Introduction
ndometrial
carcinoma is the fourth most frequent malignant neoplasm and the most common
female gynecologic cancer. This cancer occurs mostly in postmenopausal women
and presents as abnormal uterine bleeding (AUB). Endometrial adenocarcinoma is
often well-differentiated and mimics the normal pattern of endometrial glands
(endometrioid). This cancer is related to long-term estrogen exposure. Endometrial
hyperplasia has a relatively good prognosis. Differential diagnosis between
hyperplasia and adenocarcinoma is sometimes difficult, particularly in
curettage specimens.1
The risk of progression of hyperplasia is highly
variable depending on the histopathologic features and is generally about 5 – 10%.

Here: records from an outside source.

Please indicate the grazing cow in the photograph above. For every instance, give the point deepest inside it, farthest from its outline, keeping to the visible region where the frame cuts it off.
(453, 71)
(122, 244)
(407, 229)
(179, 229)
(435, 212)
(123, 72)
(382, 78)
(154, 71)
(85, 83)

Incorrect diagnosis of hyperplasia will lead to mismanagement which includes
insufficient treatment for dangerous lesions or over treatment in low-risk
lesions, both imposing complications and unnecessary expenditure. Different
systems have been proposed in recent decades for the classification of
endometrial hyperplasia. In 1994, WHO presented its classification of
endometrial hyperplasia. This classification was based upon a pilot study2
indicating the relationship between cytoarchitectural atypia and the increased
risk of cancer. The current classification that is based upon Kurman et al.'s
definition and is accepted by WHO and ISGP has divided hyperplasia into four
groups according to simple or complex glandular architecture and typical and
atypical cytology.2
Three studies have previously evaluated the
reproducibility of the diagnosis of hyperplasia according to the WHO
classification. The first study which included the evaluation of the slides of
128 patients by six experienced pathologists indicated that the diagnostic
intraobserver reproducibility was moderate and the interobserver agreement was
fair.3 The second study was performed on 100 patients by
pathologists with different levels of experience which revealed a notable
intraobserver reproducibility and a moderate to substantial
interobserver agreement.4 The third study also indicated a moderate
combined interobserver reproducibility and a variable intraobserver agreement.5
In summary, according to the current classification, the diagnostic agreement
is not enough for pathologists and gynecologists to specify the patients'
problems easily.1 The natural history of endometrial
hyperplasia is poorly understood due to the difficulty of carrying out
prospective follow-up studies that do not interfere with biologic behavior.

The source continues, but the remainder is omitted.